The question on everyone’s minds is will interest rates in Mexico come down as a result of the recent Federal Reserve drops in the US? The answer is no. The Federal Reserve changes are designed to affect short-term rates, and in fact the LIBOR index (used to determine what a new adjustable rate payment will be) has come down over 1%. This is good news for people who have adjustable rate loans. Unless and until short-term interest rates remain low for a long period of time, there will not be a drop in interest rates for Mexico loans. The risk factor for Mexico loans has already been calculated into our existing rates, and in spite of the ups and downs in the US markets over the last year and a half, we haven’t seen any changes in our Mexico rates – it is somewhat, but not totally insulated from the US markets.
Mortgages In Mexico is anticipating the return of GMAC back into the market sometime this month. They have been purchased by a Wall Street brokerage company who has been eager to get into the Mexico mortgage market. We anticipate being able to loan in excess of $1 million loan amounts, and a stated income program. This fits very well with the financially sophisticated client who prefers not to divulge every detail of his/her financial life. GMAC will be known under a different name when they come back into the market.
We are also anticipating new and improved guidelines from GE. GE recently lowered their maximum loan amount to $1 million. We believe we will once again be able to loan in excess of $1 million with GE as well. We will be getting specific guidelines probably by the end of February and will keep you posted on the changes. We know there are new procedures which will prevent delays that were caused by “multi-level” approval processes. This meant we had to get a loan approved by several different levels of management, which added time and requirements. Our primary underwriter will have authority to approve loans up to $1 million. This will be a HUGE time savings. Previously the underwriter could only approve loans up to $300,000 before it had to get further approvals from upper management.
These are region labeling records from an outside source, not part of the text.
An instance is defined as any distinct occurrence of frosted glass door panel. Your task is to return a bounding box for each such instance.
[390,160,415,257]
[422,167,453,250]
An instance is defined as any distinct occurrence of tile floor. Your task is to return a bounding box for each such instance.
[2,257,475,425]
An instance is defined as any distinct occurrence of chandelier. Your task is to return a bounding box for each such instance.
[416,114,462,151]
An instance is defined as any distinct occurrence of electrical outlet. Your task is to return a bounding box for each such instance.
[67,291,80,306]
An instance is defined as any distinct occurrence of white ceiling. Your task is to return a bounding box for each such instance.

We continue to see more and more, larger loans. Since the first of the year, we’ve taken several loans in the $600-800,000 range, one for $900,000 and 2 loans of $1 million or more. In addition to GE and GMAC coming back into the market with loans of more than $1 Million, we currently have a lender doing these larger loans. These loans can also be made to previous customers of yours who want to take some cash equity out of their homes in Mexico that you sold them. We call this a “cash-out” refinance. Existing homeowners/investors see what is going on with increasing prices in Mexico, and they want to invest in other properties in Mexico. The US market is a good 2 years away from starting to go back up, and these savvy investors want to park their money in good investments. Mexico real estate is an excellent choice. Now may not be a good time for investors to pull equity out of their real estate in the US because the values of their homes (and available equity) continue to go down. It may be easier to refinance a Mexico home right now than it is in the US!
Give us a call or send us an email. We’ll be happy to discuss any of our loan options with you. We are working with ALL the available lending sources in Mexico and have excellent relationships with all of them. Although it may be possible to sometimes go to the lender directly rather than using a broker like Mortgages In Mexico, it is still beneficial to go through us rather than direct. Why? Because since we have the documents with our in-house processing staff, we can send the documents to different lending sources without having to start all over again. When you go directly to a lender, if they turn down or modify the loan, your buyer will have to once again provide the documents for the new lender because the previous lender doesn’t return the documents to be sent elsewhere. In fact, we have several of our lenders who are recommending Mortgages In Mexico as the “go-to” broker because of our expertise and follow up on our loans. The lenders benefit by this because they need fewer employees to process the loan (many are already getting slower in their processing because of increasing loan production). These lenders want to get the loans, and they prefer receiving these loans directly from brokers rather than doing them directly themselves. Have a fantastic February!